Bear with me with me on this little blog post.
I miss getting Christmas Cards. Oh, I get plenty on social media, you know, the generic ones with snow and a dancing snowman. What I miss is real, paper, delivered by the postman, Christmas Cards. I miss birthday cards, letters and stuff in the mail other than bills and ‘junk’ mail. I miss Carolers coming to the house and singing. I miss singing traditional songs at Christmas. In fact, here lately I cringe at some of the Christmas songs I hear on the radio.
I miss the celebration, the deliberation and the honesty behind all of the things now deemed old-fashioned or out-dated. Perhaps I’m out-dated, don’t care, I am am who I am. I admit I have fallen into the techno mentality myself, I’m working on a computer as I write this right now. But what really hit me was when I sent a text to my husband, who was downstairs, last night as I was upstairs in my office. REALLY???? NO! At that moment I wanted to throw my cell phone out the window. Honestly, I almost cried. Why? Because I consider myself very blessed to have a very close, honest and loving relationship with my husband, and the last thing I want is to put technology between us.

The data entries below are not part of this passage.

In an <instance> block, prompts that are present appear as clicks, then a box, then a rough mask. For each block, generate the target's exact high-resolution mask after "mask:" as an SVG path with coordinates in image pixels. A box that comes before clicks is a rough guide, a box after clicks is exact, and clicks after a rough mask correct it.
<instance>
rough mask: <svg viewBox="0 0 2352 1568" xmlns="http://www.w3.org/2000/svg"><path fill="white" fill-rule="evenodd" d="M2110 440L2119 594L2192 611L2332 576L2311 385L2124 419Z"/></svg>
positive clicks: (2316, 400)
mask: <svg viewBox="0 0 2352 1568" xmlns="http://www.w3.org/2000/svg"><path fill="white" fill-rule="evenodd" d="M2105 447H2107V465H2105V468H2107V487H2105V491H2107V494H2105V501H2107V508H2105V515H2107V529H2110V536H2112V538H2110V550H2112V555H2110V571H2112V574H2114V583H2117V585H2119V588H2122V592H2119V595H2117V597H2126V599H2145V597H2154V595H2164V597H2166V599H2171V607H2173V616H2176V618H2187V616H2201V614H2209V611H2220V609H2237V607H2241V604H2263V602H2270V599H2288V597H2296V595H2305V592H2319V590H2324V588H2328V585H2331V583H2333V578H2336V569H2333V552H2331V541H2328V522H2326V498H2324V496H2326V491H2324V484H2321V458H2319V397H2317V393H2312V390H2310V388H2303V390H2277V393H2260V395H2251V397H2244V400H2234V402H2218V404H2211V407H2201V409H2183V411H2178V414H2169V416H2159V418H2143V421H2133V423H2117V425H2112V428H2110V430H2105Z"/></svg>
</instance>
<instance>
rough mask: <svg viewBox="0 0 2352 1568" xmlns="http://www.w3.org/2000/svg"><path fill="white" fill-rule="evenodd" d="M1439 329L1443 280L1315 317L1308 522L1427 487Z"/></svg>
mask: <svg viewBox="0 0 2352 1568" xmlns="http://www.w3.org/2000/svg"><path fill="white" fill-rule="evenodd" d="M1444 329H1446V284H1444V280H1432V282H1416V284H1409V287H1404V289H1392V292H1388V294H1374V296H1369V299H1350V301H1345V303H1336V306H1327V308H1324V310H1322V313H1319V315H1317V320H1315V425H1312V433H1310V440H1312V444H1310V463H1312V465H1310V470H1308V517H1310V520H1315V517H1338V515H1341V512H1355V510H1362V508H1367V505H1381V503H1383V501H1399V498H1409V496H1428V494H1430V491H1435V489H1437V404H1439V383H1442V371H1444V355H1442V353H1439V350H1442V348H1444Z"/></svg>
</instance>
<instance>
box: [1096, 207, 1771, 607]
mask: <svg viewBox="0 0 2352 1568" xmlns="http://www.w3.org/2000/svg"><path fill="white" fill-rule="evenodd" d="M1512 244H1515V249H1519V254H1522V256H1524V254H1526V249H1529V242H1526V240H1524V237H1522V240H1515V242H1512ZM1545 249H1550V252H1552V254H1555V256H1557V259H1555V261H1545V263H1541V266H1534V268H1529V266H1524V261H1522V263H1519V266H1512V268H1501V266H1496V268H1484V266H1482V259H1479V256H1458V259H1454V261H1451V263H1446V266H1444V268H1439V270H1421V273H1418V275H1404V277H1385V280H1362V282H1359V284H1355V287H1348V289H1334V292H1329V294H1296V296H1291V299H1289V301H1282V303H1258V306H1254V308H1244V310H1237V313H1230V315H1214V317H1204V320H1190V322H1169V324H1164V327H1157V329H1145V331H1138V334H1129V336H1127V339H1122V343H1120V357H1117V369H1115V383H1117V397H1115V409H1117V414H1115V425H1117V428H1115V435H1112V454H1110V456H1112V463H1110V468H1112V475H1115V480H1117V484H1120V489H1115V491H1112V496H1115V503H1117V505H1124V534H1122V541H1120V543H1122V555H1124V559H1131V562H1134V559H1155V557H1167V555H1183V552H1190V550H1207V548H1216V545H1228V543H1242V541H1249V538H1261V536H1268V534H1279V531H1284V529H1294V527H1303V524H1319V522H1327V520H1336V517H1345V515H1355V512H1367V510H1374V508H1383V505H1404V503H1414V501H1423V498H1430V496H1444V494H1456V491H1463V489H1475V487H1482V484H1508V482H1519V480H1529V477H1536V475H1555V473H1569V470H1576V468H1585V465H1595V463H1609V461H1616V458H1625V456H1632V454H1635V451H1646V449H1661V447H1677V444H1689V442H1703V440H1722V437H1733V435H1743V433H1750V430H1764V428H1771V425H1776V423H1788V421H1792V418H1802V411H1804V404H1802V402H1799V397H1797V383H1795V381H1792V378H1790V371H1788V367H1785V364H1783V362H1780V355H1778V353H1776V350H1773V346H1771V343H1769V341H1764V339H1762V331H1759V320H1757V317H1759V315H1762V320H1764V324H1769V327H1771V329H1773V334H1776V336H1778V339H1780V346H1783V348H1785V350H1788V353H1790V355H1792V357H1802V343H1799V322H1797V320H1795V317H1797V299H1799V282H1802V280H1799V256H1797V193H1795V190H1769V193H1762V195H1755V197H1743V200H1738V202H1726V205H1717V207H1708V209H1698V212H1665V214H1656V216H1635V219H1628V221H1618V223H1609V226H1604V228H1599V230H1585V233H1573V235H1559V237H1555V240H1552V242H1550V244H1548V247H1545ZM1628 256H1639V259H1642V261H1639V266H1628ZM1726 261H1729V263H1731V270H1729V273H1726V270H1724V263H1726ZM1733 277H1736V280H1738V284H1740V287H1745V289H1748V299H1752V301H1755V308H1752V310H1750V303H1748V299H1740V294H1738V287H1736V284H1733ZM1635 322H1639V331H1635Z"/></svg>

I woke up early this morning, with a lot on my heart and mind. I spent extra time in prayer over a morning cup of coffee and I am almost finished with my Christmas Cards. I sat this morning putting in a letter in each one to be sent to family and friends who I rarely hear from anymore, but still, it’s a Christmas Card and it will be delivered through the postal service and I hope it brings a smile.
Take the time to sit down and play a game WITH a person AT a table and enjoy each other’s company. Take the time to write a letter and send a smile to someone. Most of all, unplug.